Je ne peux m’empêcher de faire un parallèle entre cette histoire mythique et les prémices actuelles d’un transhumanisme naissant. Imaginons un monde dirigé par des dieux de toutes choses. (Tous ces objets connectés que nous commandons à la voix, mais qui finalement nous gouvernent.) Nous avons aujourd’hui un smartphone greffé à notre main. Demain, d’autres systèmes viendront compléter cet univers fait d’interconnexions. Pour notre plus grand bonheur, tels des dieux, ces objets emplis d’intelligence artificielle résoudront tous nos soucis psychologiques, toutes nos envies, tous nos problèmes de santé. Le transhumanisme dont l’objectif est d’améliorer l’humain grâce aux découvertes scientifiques et technologiques ne serait qu’un premier pas vers le post-humanisme, transformation encore plus radicale d’une entité qui aurait déjà dépassé l’homme. Le but ultime dans ces mutations : résoudre le problème que chacun de nous rencontrera un jour, celui de la mort. Une fois le corps humain compris dans l’entièreté de sa machinerie biologique, une fois la conscience déportée dans une intelligence artificielle singulière, l’homo sapiens n’aura plus de raison d’être, dépassé par ces êtres supérieurs.

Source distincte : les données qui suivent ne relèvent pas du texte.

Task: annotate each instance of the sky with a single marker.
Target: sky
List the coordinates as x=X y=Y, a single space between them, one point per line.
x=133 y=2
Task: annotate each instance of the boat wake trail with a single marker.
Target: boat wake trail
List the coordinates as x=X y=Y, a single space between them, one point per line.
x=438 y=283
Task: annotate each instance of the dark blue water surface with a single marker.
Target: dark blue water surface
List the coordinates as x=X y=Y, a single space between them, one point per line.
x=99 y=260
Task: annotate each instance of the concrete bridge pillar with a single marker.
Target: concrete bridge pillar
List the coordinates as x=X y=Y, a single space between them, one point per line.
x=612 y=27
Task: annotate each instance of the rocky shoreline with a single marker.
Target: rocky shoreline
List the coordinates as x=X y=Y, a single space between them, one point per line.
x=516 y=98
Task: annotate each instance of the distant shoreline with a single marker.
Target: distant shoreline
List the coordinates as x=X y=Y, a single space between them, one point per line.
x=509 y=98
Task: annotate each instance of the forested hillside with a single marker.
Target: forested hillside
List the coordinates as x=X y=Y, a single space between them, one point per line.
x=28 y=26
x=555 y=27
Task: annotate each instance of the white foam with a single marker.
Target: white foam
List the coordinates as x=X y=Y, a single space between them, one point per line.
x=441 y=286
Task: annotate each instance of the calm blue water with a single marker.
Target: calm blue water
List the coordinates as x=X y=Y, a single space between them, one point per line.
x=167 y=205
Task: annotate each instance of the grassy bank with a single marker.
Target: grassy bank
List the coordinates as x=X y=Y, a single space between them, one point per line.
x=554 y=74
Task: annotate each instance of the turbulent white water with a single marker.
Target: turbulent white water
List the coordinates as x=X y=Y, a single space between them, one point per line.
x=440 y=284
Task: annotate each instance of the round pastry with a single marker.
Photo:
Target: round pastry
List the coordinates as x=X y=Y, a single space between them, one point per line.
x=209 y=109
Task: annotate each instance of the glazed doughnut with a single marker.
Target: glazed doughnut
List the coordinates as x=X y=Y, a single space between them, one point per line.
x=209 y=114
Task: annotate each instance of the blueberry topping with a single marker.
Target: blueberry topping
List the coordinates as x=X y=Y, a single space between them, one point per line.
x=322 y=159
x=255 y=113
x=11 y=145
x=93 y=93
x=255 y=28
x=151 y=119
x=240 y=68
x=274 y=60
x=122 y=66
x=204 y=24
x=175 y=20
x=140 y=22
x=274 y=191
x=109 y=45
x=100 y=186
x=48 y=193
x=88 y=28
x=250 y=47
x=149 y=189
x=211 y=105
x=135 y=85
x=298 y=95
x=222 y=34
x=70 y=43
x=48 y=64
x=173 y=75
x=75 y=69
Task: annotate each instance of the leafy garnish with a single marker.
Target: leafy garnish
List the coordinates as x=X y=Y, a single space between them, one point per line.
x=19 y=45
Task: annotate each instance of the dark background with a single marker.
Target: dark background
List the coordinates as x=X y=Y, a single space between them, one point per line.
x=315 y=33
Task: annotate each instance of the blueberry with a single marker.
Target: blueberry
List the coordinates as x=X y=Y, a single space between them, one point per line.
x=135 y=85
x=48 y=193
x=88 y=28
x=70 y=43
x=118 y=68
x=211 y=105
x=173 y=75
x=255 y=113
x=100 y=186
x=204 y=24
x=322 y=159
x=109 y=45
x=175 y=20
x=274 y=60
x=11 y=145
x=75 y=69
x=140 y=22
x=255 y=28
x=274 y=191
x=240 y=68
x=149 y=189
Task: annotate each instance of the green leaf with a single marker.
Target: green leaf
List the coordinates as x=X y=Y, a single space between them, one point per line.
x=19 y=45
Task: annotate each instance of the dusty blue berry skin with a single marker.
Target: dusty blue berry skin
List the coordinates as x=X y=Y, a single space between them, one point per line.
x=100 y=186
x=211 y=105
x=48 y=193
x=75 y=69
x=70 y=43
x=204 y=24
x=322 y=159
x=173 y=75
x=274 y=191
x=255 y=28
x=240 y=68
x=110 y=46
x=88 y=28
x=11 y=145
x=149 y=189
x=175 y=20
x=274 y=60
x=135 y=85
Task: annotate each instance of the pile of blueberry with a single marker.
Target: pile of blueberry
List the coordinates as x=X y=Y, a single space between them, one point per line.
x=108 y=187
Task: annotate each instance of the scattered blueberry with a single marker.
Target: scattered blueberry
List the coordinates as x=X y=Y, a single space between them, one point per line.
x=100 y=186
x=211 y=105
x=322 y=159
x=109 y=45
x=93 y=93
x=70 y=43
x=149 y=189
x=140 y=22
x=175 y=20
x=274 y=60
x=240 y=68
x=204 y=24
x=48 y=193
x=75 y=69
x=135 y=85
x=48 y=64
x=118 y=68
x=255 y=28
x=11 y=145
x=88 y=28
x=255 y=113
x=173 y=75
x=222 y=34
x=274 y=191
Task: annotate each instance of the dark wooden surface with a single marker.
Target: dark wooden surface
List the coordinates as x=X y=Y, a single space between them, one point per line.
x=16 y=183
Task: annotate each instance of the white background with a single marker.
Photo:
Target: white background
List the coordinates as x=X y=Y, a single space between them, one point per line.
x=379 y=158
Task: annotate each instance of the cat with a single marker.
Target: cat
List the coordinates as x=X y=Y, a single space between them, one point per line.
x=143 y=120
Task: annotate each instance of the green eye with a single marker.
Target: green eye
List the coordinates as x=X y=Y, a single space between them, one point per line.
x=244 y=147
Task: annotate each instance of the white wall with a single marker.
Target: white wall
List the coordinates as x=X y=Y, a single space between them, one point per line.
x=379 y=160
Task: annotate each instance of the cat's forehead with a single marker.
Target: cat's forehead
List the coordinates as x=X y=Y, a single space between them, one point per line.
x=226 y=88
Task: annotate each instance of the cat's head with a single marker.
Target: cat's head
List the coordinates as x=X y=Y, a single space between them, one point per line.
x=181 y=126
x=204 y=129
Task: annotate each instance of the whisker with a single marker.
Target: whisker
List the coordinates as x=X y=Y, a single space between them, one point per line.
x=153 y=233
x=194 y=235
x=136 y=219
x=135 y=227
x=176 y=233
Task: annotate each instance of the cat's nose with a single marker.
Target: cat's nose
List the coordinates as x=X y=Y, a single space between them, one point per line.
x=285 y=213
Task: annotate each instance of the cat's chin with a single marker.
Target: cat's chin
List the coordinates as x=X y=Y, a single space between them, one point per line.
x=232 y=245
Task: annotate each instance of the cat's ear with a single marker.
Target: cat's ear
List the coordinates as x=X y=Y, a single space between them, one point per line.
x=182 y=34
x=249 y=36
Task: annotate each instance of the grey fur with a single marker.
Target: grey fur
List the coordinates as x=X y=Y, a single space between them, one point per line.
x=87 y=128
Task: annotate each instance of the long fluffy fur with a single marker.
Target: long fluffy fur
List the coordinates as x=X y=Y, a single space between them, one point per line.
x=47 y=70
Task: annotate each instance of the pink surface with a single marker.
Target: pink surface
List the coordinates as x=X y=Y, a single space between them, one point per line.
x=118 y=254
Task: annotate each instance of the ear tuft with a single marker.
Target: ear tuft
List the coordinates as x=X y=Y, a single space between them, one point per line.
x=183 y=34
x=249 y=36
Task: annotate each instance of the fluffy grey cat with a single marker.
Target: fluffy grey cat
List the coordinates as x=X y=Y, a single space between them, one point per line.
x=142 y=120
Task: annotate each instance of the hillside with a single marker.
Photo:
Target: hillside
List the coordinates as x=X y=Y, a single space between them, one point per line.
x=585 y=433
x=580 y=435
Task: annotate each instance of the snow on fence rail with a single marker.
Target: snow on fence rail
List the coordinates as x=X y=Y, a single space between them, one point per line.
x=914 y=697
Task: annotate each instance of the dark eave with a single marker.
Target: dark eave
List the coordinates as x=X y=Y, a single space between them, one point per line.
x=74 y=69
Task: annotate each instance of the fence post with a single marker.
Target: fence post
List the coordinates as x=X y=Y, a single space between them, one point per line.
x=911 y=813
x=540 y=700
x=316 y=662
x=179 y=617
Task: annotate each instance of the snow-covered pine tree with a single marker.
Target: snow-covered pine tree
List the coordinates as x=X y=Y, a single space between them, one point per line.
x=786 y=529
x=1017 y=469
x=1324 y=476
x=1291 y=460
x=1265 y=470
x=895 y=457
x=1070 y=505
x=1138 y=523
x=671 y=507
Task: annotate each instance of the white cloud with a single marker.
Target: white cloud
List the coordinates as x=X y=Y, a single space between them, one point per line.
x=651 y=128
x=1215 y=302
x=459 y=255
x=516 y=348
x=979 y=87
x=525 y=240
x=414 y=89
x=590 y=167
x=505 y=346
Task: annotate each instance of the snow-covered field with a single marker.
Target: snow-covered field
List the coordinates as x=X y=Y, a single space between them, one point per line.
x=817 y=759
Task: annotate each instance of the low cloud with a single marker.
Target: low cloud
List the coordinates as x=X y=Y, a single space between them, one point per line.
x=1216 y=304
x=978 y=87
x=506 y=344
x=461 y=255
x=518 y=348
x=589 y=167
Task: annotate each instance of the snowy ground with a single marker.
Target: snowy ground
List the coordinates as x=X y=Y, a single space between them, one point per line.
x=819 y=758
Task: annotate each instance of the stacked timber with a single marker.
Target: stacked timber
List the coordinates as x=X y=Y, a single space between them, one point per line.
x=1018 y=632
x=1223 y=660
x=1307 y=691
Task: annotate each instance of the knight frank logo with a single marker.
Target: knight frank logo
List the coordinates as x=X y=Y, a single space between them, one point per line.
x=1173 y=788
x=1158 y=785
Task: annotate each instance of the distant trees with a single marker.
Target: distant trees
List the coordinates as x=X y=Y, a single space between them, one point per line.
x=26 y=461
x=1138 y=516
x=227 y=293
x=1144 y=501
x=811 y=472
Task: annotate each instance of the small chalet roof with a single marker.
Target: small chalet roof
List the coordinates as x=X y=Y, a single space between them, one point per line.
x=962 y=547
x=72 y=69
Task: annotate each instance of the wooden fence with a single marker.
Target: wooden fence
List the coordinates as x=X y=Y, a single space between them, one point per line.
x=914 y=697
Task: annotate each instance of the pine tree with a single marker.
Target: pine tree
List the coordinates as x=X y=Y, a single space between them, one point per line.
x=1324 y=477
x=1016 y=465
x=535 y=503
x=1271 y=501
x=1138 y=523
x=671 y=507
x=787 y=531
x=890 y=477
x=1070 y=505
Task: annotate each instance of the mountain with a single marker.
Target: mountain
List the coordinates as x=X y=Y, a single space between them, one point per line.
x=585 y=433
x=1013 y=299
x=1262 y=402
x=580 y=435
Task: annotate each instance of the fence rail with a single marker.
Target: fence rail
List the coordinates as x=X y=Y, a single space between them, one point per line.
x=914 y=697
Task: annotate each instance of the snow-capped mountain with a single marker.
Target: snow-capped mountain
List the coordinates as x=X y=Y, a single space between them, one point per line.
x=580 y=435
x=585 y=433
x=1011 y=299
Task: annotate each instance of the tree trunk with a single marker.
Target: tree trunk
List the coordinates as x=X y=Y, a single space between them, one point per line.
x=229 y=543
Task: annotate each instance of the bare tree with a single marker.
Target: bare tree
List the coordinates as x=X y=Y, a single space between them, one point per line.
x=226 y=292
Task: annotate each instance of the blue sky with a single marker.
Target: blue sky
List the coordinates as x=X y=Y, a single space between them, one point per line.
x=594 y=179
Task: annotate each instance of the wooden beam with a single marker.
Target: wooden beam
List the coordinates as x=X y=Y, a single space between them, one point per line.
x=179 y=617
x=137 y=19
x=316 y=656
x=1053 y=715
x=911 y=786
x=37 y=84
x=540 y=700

À ce stade, l’homme (si on peut encore le définir ainsi) deviendra immortel. Il aura refusé la mort, tel Sisyphe devant Tanathos. Je vous fais grâce de toutes les réflexions philosophiques et autres doctrines autour de ce sujet (scolastique, dialectique…), mais ce mythe nous montre que la mort fait partie du sel de la vie. Sinon, l’impression de manger tous les jours la même nourriture s’installe et rend le plat insipide. Il en va de même de la nourriture spirituelle. Il en va de même de cette pierre, chaque jour poussée en haut du sommet et qui, inlassablement, retombe au bas de la vallée. À ce stade post-humain, l’homme est comme Sisyphe : il pousse sa vie éternelle, il a assouvi tous les fantasmes que son imagination pouvait imaginer, il a exploré ses limites dans un corps qui lui interdit la finitude. Camus décrit Sisyphe heureux. N’y aurait-il pas là le biais de l’homme qui sait qu’il va quitter ce monde ? Je ne parle même pas de l’égoïsme absolu de ces êtres qui, peuplant absolument l’Univers, ne pourraient plus enfanter du fait du manque d’espace et de l’épuisement des matières premières…

De leurs côtés, les « Bots-dieux » nous regarderaient nous dépêtrer de nos petites affaires, continuant à subvenir à nos besoins. Inlassablement, les robots nous conduiraient, feraient notre cuisine, nous soigneraient, un peu comme les fourmis caressent gentiment les pucerons pour stimuler leur production de miellat dont elles sont si friandes. Les post-humanistes auront beau attendre de l’aide de leurs dieux ou qu’ils viennent les sauver de leur condition. Mais les dieux n’ont jamais fait preuve d’intelligence ou de compassion, surtout dans la mythologie. « En vérité, je vous le dis », il n’y aura pas de dieu pour ces maîtres, juste des cailloux partout, avec eux.